Monitoring and modelling macroplastic transport in riverine systems from reach to catchment scale

Plastic transport processes in inland fluvial systems remain poorly quantified, particularly at larger spatial and temporal scales. In this study, we aim to investigate macroplastic transport dynamics across multiple river reaches, even river system using a combination of field observations, remote sensing, and modelling approaches, with relevance at catchment scale.

We are developing an integrated monitoring system capable of continuously surveying extended river sections using multiple fixed monitoring stations equipped with IP cameras and automated object detection algorithms. In addition, unmanned aerial vehicles (UAVs) are employed for rapid assessments of highly polluted areas and spatially heterogeneous accumulation zones. The primary output of this system is a continuous time series of macroplastic fluxes across multiple river cross-sections, enabling direct coupling with hydrological, meteorological, and catchment-scale land use data.

To further investigate macroplastic transport pathways, accumulation zones, and remobilization processes, we are also developing and testing GPS-equipped plastic tracers that can be tracked over extended periods with meter-scale positional accuracy.
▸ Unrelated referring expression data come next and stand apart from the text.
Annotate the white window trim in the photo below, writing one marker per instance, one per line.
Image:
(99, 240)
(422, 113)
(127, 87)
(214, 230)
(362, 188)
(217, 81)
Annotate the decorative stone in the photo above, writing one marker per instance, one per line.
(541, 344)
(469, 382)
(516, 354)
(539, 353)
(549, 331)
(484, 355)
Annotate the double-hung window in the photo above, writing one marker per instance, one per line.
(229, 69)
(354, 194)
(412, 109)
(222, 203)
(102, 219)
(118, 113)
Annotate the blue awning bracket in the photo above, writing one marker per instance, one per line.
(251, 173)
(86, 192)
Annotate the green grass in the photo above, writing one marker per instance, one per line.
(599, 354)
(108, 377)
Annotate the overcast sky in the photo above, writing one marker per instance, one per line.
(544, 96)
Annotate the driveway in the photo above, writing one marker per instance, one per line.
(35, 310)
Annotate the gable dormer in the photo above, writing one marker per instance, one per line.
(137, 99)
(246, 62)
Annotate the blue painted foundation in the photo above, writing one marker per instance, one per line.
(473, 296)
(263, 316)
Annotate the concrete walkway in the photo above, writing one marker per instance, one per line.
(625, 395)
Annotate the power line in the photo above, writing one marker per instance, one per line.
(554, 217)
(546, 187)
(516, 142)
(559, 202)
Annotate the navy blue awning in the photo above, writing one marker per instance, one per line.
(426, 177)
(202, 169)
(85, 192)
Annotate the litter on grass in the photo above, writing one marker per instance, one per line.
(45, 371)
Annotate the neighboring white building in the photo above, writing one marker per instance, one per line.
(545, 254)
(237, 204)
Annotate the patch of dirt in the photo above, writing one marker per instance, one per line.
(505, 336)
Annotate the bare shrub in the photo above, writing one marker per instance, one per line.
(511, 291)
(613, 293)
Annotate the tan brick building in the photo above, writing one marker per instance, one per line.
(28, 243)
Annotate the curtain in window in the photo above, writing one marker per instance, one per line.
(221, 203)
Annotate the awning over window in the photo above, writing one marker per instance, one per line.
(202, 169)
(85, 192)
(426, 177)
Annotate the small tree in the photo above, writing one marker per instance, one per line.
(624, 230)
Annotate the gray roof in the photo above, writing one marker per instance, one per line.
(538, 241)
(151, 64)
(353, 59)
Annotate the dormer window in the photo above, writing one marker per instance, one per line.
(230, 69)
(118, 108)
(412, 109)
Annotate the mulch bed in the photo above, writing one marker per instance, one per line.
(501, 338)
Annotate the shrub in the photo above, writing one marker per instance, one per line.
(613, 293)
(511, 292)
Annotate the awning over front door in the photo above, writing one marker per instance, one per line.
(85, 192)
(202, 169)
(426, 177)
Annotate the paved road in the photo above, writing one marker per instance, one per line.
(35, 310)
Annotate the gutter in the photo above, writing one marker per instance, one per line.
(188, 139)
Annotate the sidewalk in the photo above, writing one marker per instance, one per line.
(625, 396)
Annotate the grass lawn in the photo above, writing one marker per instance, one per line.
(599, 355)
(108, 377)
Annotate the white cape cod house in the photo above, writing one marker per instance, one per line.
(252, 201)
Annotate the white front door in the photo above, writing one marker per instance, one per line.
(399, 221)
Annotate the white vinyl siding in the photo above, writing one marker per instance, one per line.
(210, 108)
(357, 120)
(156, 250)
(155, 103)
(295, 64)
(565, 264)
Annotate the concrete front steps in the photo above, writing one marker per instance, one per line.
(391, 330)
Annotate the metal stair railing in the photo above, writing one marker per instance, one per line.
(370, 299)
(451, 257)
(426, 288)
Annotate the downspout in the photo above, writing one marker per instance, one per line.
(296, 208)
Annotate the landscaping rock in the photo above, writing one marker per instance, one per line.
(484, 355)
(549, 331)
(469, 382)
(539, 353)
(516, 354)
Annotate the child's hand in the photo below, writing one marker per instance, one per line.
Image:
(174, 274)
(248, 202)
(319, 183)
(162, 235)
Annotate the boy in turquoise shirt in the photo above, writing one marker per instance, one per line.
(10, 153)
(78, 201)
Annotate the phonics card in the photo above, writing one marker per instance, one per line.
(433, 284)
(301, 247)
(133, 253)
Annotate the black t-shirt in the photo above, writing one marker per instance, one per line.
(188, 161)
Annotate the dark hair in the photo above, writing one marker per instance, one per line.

These observations allow the identification of trapping zones, residence times, and remobilization probabilities under varying hydrological conditions, including the influence of extreme events such as floods and low-flow periods.

The collected spatio-temporal datasets address current gaps in long-term, reach-to-catchment scale observations of macroplastic transport in freshwater systems. These data are intended to support and calibrate hydrodynamically driven, particle-based (Lagrangian) transport models, improving our understanding of macroplastic source-to-sink dynamics and the role of hydrological and land use controls on plastic accumulation and export in riverine environments.